Was tue ich hier eigentlich gerade?

Hallo zusammen!

Nachdem nun Verfluchte Eifel also aus meinen Händen und beim Verlag bereits verfügbar ist und die Buchhändler in wenigen Tagen erreichen dürfte, gilt es mal wieder zu sortieren, woran ich gerade sitze.

Dreist nach vorne gedrängelt hat sich ein Buchprojekt, mit dem ich selber erst mal nur peripher zu tun habe, das ich nun aber layouten werde. Ich weiß gar nicht, ob ich es schon beim Namen nennen darf, also lasse ich es im Zweifel lieber mal. Aber angetan von dem, was ich bisher schon veröffentlicht oder auf dem Weg zur Veröffentlichung betreut habe, wurde ich vom Vater eines Freundes mit der Aufgabe, ein Layout anzufertigen, betraut. Das ist generell jetzt mein Projekt für die Pfingstwoche.
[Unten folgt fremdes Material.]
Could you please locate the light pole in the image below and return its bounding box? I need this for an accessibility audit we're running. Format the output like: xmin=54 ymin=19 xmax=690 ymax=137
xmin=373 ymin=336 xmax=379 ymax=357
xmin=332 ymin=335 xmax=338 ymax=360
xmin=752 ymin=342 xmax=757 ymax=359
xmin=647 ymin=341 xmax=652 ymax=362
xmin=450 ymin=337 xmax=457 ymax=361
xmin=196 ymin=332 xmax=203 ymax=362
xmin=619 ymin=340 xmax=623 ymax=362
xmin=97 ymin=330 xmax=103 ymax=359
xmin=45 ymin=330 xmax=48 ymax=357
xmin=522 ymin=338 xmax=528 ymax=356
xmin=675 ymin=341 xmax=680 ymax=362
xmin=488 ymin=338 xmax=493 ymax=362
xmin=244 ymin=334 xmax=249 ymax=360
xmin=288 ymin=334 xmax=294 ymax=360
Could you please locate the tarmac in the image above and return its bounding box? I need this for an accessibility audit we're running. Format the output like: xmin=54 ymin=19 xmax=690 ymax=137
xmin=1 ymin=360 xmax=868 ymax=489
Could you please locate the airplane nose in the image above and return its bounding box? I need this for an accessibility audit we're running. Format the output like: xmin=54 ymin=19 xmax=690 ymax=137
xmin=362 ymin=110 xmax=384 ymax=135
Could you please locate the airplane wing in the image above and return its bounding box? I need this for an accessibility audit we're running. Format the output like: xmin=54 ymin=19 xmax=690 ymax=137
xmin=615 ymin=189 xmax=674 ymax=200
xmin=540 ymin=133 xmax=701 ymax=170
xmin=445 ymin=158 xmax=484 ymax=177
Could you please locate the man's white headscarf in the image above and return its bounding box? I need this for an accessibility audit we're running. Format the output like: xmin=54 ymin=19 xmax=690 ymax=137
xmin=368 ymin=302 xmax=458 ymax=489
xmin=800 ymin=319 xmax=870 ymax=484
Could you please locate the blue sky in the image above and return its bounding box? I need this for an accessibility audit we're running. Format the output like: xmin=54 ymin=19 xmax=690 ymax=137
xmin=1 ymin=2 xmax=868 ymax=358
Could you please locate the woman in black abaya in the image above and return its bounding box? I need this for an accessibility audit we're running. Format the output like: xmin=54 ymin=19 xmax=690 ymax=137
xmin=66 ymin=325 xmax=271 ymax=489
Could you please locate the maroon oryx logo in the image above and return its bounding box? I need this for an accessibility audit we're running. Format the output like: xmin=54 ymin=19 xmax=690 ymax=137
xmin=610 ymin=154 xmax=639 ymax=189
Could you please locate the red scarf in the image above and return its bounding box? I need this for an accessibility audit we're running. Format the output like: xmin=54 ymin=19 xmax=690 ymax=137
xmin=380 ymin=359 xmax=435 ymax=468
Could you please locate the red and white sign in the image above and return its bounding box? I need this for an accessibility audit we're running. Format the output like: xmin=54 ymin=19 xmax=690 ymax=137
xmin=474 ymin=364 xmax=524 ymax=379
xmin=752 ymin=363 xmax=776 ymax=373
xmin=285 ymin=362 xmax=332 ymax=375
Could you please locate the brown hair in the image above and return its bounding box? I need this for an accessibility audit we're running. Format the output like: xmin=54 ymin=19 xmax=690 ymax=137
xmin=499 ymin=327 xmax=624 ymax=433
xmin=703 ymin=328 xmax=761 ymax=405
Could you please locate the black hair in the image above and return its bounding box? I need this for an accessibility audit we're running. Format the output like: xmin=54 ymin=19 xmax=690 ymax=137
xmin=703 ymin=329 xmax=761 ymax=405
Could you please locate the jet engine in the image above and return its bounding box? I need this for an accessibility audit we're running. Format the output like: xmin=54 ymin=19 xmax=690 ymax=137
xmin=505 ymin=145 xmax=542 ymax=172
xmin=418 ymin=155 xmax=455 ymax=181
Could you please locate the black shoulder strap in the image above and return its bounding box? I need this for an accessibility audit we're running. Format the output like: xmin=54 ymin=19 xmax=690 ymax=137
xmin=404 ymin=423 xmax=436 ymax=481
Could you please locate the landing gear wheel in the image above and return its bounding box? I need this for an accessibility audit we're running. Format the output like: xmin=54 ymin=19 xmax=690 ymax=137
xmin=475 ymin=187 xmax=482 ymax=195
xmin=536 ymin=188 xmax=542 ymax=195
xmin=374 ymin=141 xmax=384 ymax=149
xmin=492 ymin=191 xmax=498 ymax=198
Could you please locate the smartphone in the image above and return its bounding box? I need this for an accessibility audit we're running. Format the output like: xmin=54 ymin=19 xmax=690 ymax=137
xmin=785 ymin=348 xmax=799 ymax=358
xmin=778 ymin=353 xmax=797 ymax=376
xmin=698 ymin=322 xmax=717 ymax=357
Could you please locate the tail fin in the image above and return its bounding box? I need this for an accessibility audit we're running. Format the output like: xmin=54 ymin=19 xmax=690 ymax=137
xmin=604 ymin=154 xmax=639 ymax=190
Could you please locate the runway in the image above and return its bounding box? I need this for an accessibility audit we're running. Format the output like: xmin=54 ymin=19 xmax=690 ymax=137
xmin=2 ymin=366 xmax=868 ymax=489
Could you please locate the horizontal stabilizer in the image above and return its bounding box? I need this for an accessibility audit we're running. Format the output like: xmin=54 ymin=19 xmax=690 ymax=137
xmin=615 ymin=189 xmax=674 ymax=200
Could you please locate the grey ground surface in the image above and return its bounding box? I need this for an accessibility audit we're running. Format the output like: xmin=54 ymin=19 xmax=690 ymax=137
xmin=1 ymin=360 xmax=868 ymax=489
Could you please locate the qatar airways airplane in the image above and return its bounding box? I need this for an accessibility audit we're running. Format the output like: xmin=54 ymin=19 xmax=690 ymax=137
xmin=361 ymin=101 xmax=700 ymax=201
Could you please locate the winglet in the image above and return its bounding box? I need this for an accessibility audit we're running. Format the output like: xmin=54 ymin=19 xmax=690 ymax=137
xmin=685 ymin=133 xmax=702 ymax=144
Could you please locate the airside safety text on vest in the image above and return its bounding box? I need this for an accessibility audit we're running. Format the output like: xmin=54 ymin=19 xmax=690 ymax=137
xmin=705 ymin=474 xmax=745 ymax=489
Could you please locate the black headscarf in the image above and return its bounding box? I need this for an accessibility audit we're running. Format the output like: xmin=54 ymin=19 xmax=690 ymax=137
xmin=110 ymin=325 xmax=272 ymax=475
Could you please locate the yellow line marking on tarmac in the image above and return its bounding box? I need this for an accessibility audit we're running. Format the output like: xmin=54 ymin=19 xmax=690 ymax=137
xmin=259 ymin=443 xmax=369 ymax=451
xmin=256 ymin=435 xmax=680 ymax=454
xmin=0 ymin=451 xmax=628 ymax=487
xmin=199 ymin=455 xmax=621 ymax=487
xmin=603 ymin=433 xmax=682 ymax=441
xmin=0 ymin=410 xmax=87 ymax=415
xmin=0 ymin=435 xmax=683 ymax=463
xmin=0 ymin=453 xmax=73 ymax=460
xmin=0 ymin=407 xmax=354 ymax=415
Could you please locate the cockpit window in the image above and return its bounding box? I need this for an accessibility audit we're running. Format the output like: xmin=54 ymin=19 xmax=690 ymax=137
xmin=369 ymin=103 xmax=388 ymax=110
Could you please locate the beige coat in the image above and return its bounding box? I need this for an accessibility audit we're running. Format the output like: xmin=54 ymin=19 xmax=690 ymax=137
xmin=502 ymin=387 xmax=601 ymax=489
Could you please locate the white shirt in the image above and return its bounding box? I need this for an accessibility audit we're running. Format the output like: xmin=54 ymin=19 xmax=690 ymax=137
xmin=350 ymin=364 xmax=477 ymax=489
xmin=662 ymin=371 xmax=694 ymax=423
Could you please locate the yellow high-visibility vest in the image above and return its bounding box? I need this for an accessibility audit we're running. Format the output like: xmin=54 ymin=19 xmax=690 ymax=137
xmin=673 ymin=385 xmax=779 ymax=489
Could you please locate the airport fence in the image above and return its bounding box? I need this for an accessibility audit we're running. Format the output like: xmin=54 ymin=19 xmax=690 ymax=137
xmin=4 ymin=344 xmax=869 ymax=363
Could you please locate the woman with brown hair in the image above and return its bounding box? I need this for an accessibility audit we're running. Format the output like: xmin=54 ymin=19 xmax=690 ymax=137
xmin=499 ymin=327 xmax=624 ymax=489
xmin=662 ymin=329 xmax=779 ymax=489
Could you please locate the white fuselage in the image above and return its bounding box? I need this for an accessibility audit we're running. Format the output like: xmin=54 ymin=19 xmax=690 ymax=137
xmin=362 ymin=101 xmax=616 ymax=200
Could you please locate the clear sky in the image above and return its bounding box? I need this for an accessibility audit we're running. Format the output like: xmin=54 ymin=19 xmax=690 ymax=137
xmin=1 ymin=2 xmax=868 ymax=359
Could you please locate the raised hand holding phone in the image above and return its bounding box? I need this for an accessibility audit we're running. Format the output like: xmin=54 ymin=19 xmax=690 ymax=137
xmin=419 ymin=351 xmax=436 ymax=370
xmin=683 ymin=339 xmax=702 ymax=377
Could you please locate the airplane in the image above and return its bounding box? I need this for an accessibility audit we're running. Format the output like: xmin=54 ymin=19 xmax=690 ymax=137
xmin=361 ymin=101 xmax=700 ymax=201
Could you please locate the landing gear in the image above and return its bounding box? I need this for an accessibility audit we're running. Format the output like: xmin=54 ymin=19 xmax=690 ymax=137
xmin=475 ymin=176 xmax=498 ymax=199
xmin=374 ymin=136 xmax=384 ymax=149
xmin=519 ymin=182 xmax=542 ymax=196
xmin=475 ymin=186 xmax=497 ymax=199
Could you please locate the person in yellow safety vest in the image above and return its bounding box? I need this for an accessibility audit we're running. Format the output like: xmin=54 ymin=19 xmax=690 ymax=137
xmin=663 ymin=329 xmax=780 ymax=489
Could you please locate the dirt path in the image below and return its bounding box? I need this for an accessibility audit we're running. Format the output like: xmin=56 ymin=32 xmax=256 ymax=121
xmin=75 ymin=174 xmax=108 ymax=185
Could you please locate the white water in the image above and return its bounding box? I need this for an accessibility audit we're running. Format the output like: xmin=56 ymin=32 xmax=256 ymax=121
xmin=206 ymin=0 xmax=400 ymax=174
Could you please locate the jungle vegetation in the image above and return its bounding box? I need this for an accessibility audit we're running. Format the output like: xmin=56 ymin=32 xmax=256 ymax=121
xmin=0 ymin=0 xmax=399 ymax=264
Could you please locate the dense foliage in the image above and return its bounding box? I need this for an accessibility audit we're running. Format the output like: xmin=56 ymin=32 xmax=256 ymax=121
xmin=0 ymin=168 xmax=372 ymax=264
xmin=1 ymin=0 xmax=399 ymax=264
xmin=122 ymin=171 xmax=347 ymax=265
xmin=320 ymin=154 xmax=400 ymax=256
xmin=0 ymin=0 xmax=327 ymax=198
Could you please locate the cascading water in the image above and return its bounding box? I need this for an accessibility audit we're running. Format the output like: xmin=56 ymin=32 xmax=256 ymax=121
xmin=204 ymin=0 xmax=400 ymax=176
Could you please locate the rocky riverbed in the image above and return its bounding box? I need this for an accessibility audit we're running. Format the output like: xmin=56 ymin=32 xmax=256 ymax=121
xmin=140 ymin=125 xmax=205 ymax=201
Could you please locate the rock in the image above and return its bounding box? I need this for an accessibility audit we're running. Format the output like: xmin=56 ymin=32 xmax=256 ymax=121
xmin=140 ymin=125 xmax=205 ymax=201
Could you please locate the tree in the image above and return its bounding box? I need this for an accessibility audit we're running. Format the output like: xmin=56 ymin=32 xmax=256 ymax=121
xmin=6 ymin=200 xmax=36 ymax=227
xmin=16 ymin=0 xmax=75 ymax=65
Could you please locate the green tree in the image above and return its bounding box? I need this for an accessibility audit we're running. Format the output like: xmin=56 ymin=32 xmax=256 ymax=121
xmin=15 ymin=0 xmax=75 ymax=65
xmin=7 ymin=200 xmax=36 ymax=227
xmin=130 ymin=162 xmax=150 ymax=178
Genauso kryptisch sage ich mal, dass ich gestern damit begonnen habe, einen Artikel zu schreiben, den ein Magazin bei mir erbeten hat. Coole Geschichte, doppelt cool, weil sie dabei tatsächlich auf mich zugegangen sind, aber eben auch noch unter dem Mantel des Schweigens. Sowie das Dingen aber raus ist – was im Frühsommer passieren sollte – zeige ich genauso darauf wie bei obigen Layout-Projekt, keine Sorge.

Die eine, die große Frage ist für mich derzeit, ob ich tatsächlich neben Schleier aus Schnee noch ein Fass aufmachen sollte. Dagegen spricht, dass ich gerne konzentriert an Projekten arbeite, dafür spricht, dass die ganz eigene Atmosphäre, die sehr zentral für die Geschichte ist und an das titelgebende Wetter geknüpft ist, eher schwierig ist zu erzeugen, während die Sonne intensiver, die Tage wärmer und die Kleidung immer kürzer wird. Schwierig, schwierig.
Ich grüble da mal weiter drüber und bis ich eine Antwort habe, wird das wohl ab und zu auch hier im Blog Erwähnung finden.

Woran ich aber definitiv noch sitze, ist das Poster für das neue Stück von Actor’s Nausea. Ich baue nun ja schon seit vielen Jahren Poster für die Theatergruppe des Anglistischen Instituts der RWTH Aachen, aber das dieses Mal bricht noch mal etwas aus den etablierten Schemata aus, scheint mir.
Aber das passt zum Stück, denn eine Theater-Adaption von Ovids Metamorphosen, ja, das bricht auch eher aus etwaigen, etablierten Schemata aus, würde ich sagen.
Aber genau zu diesem Poster erzähle ich die Tage dann mehr, da ich hoffe, es ist vielleicht für den einen oder anderen mal ganz spannend nachzuvollziehen, wie genau ich eigentlich an so ein Poster herangehe.

Dazu dann aber, wie gesagt, in den kommenden Tagen mehr.